が、その唯一残った「王の玉座」をどうするかが問題となっていた。
と言うのも、王剣の一族の者達にすれば「王の玉座」は「ソルハイムの歴史と誇り」そのものなので・・・玉座だけでもソルハイム王国に戻すのが筋だと主張した。
しかし件の男は、その思想・主張を認めた上で、玉座の返却を退けた。何故なら、
「この島に集う者達がソムヌス様を王と信じた理由は、
その玉座に座していたのがソムヌス様だったからです。
つまりソムヌス様から玉座を奪ってしまえば、
その正統性が大きく損なわれる。」
「ソムヌス様がこの国の王である為には、
その象徴たる玉座が必要不可欠なのです。」
正統性とは随分と滑稽な話だったが・・・彼らの「思い違い」に付き合うなら、そういう事なのだろう。玉座に座り運ばれていたからソムヌスが王だと思っていたのに、その象徴たる玉座を失えば・・・取り残された十と少しの少年に、一体どんな価値が見出せる?

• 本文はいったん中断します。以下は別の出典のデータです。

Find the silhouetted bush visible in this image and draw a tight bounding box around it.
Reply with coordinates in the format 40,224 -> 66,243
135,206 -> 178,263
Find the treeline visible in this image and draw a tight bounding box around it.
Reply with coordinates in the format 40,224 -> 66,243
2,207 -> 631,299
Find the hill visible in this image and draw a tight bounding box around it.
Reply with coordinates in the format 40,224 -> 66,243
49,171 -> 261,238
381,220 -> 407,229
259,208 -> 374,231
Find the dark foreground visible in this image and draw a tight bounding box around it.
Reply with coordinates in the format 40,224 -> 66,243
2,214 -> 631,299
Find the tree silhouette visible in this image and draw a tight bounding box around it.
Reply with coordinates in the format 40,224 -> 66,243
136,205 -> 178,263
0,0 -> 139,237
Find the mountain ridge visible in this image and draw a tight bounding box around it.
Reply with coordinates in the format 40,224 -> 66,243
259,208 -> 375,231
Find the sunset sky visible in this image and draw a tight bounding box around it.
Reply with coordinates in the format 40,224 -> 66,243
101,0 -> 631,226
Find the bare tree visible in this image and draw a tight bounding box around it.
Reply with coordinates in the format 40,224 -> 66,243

勝手な言い分ではあったけれど、男が言う事は尤もだと納得出来た。担ぎ上げられた挙句に神輿から降ろされた・・・玉座を失ったソムヌスでは、人々の心を掌握し続ける事は出来ないだろう。
しかしその言い分に納得出来ても、ソムヌスが気の毒だとは思っても・・・ソルハイムから遠路遥々、石の玉座を担ぎ運んで来た王剣の一族の者達にとって、それは耐えがたい事だった。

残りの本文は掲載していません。